Keeping in mind that the appellant is not a public utility, that the relationship of the parties is contractual, that the City was operating in the area of its legislative power, and that the only constraint upon the City was to act in good faith, it is impossible for us to see how the trial court, on the basis of the evidence (or rather lack of evidence) before it, could have arrived at any other result than it did.

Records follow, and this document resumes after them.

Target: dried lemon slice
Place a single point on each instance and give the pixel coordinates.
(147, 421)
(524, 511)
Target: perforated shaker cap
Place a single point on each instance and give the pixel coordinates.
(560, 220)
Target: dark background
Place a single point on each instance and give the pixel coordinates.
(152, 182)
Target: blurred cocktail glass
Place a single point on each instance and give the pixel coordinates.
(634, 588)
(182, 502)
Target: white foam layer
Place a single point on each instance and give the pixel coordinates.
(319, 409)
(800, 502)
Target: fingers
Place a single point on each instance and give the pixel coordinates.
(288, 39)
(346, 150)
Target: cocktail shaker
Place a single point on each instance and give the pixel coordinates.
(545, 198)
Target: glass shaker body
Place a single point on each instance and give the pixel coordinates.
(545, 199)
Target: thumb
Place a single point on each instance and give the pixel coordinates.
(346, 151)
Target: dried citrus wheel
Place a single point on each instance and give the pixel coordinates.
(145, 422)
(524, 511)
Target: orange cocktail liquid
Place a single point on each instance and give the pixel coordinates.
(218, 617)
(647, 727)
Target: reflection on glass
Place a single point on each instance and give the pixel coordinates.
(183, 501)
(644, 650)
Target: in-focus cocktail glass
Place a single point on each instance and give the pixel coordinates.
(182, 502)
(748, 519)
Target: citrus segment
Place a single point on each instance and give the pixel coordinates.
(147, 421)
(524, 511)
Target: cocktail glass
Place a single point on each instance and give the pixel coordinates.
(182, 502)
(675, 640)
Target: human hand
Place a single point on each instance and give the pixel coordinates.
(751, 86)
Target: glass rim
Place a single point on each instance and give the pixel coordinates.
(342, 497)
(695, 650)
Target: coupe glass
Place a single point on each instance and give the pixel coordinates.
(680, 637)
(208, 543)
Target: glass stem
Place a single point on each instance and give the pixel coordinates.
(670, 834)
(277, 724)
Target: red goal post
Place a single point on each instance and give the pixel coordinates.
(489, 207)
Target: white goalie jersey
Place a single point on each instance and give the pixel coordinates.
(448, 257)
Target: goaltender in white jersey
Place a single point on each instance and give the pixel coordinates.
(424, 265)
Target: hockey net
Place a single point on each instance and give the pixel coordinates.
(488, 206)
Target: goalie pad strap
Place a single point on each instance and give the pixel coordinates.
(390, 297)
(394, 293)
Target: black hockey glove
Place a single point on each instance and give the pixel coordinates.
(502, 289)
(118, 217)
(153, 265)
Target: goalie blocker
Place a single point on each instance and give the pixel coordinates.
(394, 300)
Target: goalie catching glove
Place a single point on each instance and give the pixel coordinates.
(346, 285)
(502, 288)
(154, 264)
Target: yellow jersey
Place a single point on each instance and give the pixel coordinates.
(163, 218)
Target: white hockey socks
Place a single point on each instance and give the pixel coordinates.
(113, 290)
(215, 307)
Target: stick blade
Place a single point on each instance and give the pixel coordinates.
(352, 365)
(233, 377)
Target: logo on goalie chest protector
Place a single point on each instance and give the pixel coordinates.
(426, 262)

Before concluding, we note appellant's contention that the City acted ‘wilfully, arbitrarily (and) capriciously’ in denying the request for a rate increase. To the extent that this represents a contention different than the contention that the City did not act in good faith, it is answer enough to such further contention that the only evidence offered by appellant was in the area of financially justifying the need for a rate increase. In our view, the simple action of denial of the request in the face of appellant's presentation to the City Council is not evidence that the City acted wilfully, arbitrarily and capriciously, with the result that, as to this contention, the appellant failed to carry its burden of proof of one of the affirmative allegations of its petition.
The foregoing analysis disposes of the other contentions of appellant (6 Witkin, Cal. Procedure (2d ed. 1971) Appeal, s 223, p. 4212), and the judgment is affirmed.
1. Although the franchise had been assigned to the Times Mirror Company, the name of the cable television company was unaltered.
2. San Clemente Cablevision operates in San Clemente, the county area contiguous to San Clemente, Aegean Hills, San Juan Capistrano, Camp Pendleton and the county area contiguous to Tustin.
3. 28 U.S.C. section 1342 provides:‘The district courts shall not enjoin, suspend or restrain the operation of, or compliance with, any order affecting rates chargeable by a public utility and made by a State administrative agency or a rate-making body of a State political subdivision, where:‘(1) Jurisdiction is based solely on diversity of citizenship or repugnance of the order to the Federal Constitution; and,‘(2) The order does not interfere with interstate commerce; and,‘(3) The order has been made after reasonable notice and hearing; and,‘(4) A plain, speedy and efficient remedy may be had in the courts of such State.’
4. Public Utilities Code section 216 provides in part as follows:‘(a) ‘Public utility’ includes every common carrier, toll bridge corporation, pipeline corporation, gas corporation, electrical corporation, telephone corporation, telegraph corporation, water corporation, sewer system corporation, wharfinger, warehouseman, and heat corporation, where the service is performed for or the commodity delivered to the public or any portion thereof.'In interpreting this provision, the Supreme Court declared, ‘Although ‘includes' is ordinarily not a word of limitation (citation), a legislative declaration that ‘public utility’ includes those performing certain enumerated services is not a declaration that those performing other services, not encompassed by the services enumerated, are public utilities.' (Television Transmission v. Public Util. Com., supra, 47 Cal.2d 82, 85, 301 P.2d 862, 863.)
McDANIEL, Associate Justice.
TAMURA, Acting P.J., and KAUFMAN, J., concur.